Versace Home accounts for 10 percent of sales, and its dedicated Web site has grown 230 percent since 2010 and sells in 44 countries (the main online markets are Australia, the U.K. and the U.S.).

Missoni, which developed flame-patterned, super-resistant woven vinyl carpeting with Bolon, is also growing its home business, mainly through hotels, with the third expected to open in Oman next year, and providing designs for condos in Manila and Toronto.

Alberto Jelmini, Rosita Missoni’s brother and ceo of T&J Vestor, which produces Missoni Home, said the home business last year had sales of 21 million euros, or $27.5 million, up 10 percent from the previous year, but that the growth derived only from exports, while the company saw a 10 percent drop in Italy.
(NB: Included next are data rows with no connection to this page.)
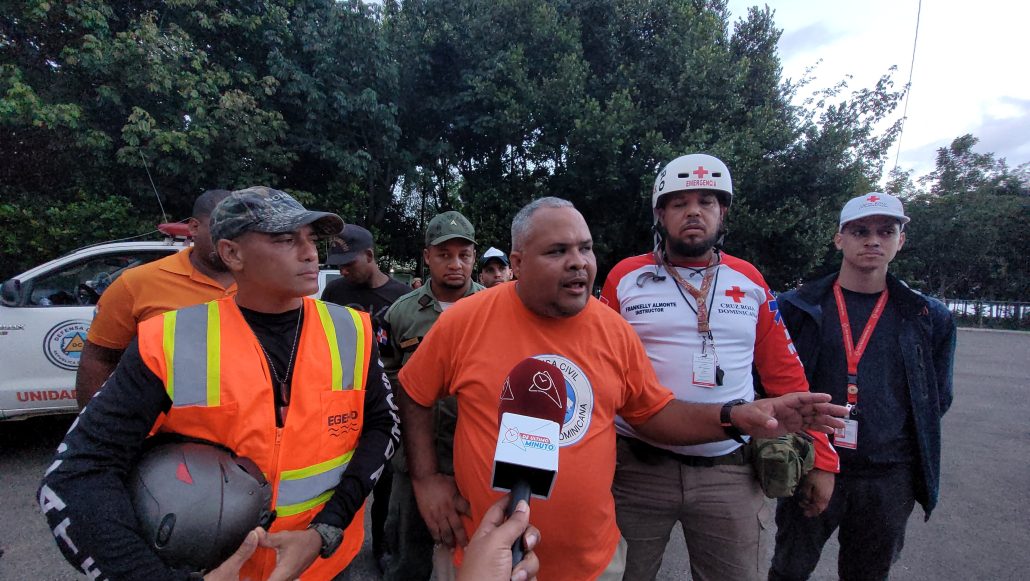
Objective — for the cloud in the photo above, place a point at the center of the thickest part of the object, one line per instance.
(1006, 136)
(807, 39)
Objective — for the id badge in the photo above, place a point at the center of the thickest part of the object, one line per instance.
(704, 370)
(847, 437)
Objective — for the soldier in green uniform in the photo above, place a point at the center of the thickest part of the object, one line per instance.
(450, 254)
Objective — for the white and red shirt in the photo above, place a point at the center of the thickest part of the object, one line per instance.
(746, 329)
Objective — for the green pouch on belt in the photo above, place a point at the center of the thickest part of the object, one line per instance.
(782, 463)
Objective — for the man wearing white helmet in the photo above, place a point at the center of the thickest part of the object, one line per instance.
(886, 351)
(705, 318)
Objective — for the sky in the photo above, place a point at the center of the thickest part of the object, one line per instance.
(970, 73)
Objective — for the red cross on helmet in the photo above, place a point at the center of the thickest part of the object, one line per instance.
(696, 171)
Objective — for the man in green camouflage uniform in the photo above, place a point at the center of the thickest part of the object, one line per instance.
(450, 254)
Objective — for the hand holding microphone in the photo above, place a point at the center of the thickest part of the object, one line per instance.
(488, 556)
(531, 410)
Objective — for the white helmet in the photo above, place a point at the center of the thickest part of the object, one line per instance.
(696, 171)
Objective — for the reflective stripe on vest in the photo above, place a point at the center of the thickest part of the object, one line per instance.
(346, 336)
(195, 366)
(305, 488)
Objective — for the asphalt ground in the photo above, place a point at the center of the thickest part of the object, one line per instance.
(981, 530)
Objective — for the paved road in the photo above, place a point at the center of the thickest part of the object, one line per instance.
(980, 531)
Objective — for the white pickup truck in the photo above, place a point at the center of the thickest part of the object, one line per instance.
(45, 313)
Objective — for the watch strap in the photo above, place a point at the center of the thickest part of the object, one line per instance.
(332, 538)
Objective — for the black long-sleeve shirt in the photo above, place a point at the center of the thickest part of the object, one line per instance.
(83, 492)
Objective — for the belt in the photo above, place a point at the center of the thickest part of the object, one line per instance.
(648, 453)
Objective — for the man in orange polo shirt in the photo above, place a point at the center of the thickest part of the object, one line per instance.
(551, 315)
(191, 277)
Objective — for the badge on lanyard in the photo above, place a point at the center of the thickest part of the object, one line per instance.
(847, 437)
(704, 370)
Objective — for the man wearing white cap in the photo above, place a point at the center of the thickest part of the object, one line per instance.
(887, 352)
(493, 268)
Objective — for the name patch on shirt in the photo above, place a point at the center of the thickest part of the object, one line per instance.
(649, 308)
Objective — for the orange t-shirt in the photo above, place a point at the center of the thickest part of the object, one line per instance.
(146, 291)
(470, 351)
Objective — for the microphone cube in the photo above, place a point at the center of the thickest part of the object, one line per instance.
(527, 450)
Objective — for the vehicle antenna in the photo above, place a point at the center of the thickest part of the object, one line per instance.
(162, 206)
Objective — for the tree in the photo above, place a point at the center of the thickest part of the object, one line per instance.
(969, 228)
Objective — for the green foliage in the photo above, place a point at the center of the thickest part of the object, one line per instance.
(969, 228)
(388, 113)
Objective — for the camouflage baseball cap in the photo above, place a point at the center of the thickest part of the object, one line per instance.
(264, 209)
(447, 226)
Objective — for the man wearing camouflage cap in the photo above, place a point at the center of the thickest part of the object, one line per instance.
(450, 254)
(263, 373)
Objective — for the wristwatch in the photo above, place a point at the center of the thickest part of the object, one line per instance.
(725, 422)
(332, 537)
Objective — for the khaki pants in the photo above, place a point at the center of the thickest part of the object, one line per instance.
(722, 510)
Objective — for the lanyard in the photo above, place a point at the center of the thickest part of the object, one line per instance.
(699, 295)
(851, 351)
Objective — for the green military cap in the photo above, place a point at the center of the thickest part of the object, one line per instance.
(447, 226)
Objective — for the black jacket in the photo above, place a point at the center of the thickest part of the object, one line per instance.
(927, 340)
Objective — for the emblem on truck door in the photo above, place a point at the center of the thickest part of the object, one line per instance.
(63, 344)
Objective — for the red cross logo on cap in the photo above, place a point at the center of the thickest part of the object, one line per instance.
(736, 294)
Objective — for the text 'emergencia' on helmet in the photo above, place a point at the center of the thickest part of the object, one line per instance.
(696, 171)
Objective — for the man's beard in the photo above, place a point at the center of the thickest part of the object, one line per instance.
(687, 249)
(455, 285)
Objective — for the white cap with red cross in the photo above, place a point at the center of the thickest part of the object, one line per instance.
(872, 204)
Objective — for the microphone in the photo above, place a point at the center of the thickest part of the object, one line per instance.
(531, 410)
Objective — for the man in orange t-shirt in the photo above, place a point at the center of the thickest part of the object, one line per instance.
(191, 277)
(551, 315)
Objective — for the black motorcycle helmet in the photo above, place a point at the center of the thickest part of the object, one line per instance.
(196, 503)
For this reason, Missoni is changing strategy, opening up to department stores more, with dedicated spaces at La Rinascente and Coin, and “selling by project, and not by product category,” said Jelmini.

In Milan, where it introduced its furniture collection last year, Hermès presented its new Module H series of panels, in the size of the brand’s iconic scarf, and in different materials — from canvas to leather or crocodile hide, to name a few. The panels can be combined in infinite variations on an aluminum grid. “This is a very creative idea. It leaves a lot of room to the imagination, for personalized, never standard spaces,” said ceo Patrick Thomas of the system, which was developed with Japanese architect Shigeru Ban.